“乱。”齐冠首淡声吐出了一个字。

    关山衣与胡书听得此言,转头看向了坐在主位的齐冠首。

    齐冠首烟浅的眉目轻抬,笃声道:“祖父要的就是乱。”

    关山衣沉眉细思了片刻,而后喃喃道:“乱可生变,可生势.......”

    话说到此,关山衣突然击掌,茅塞顿开道:“莫非齐老将军想让这些势力相互之间乱起来,他好坐收渔翁之利?”

    齐冠首颔首,浅声分析道:“齐氏的势力处于大济内陆,乃兵家必争之地,一旦周边的势力形成大势,必会染指内陆。”

    “祖父防的就是这些势力连成一片,而后纵横联盟对内陆起兵而攻之。”

    “祖父如今是在丢出览州这块肉,吸引周边群狼来抢食,以此让狼因分食不均而相互生恶。”

    “祖父欲化被动为主动,他为主导来合纵联盟,让周边势力无法聚集成一块,来对内陆起攻。”

    胡书听了皱眉:“那这就是赤裸裸的阳谋了。”

    便是这些诸侯知晓齐长铮的用意,也是放不下这联盟攻清平门占下大好地盘的机会的。

    且来联盟会晤,既可扬名又可得利,这种诱饵无人会拒绝。

    高风险往往意味着有收益,都是野心勃勃的争势之人,岂会放弃这次机会?

    到时都到了览州,就看谁更技高一筹了。

    齐冠首面上慢慢浮出些许威厉之色,转首问关山衣:“我军还有多久可到览州湖汇郡?”

    “回主公,还有半月。

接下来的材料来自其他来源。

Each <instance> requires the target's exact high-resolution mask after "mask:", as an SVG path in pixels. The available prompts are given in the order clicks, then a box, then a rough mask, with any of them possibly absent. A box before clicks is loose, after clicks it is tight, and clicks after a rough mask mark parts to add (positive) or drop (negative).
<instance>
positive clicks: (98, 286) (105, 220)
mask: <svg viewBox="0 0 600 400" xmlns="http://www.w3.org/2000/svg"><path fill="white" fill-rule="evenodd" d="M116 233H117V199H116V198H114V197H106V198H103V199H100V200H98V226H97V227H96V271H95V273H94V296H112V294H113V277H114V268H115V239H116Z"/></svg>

”

    齐冠首怅然:“还有半月啊.......”那看来是权王他们那边先到了。

    胡书见齐冠首正在沉眉想着什么,便以为他事临到头退缩了,看着齐冠首的眼睛问:“初澜你可准备好了?”

    齐冠首从权王那边收回思绪,如仙的眉目染厉:“自然。”

    齐冠首抬手点了点铺开在身前的大济舆图,看着晋州与学州的方向道:“那鲁相国与陈州牧此次我也见见,之前环山之乱.......”

    “必出自他们其中一人的手笔。”

    关山衣深以为然的点头:“齐大将军肯定不是吴奎下令让青鸢刺杀的,您当初咬死乃吴奎所为,并要当场击杀吴奎........不过是形势所逼,恐吴奎安然无恙的回去后趁我方大乱来攻。”

    “那青鸢背后之人,定不会是吴奎,若非是温禾诩那老匹夫的话,就是鲁相国与陈州牧之中的一人了。”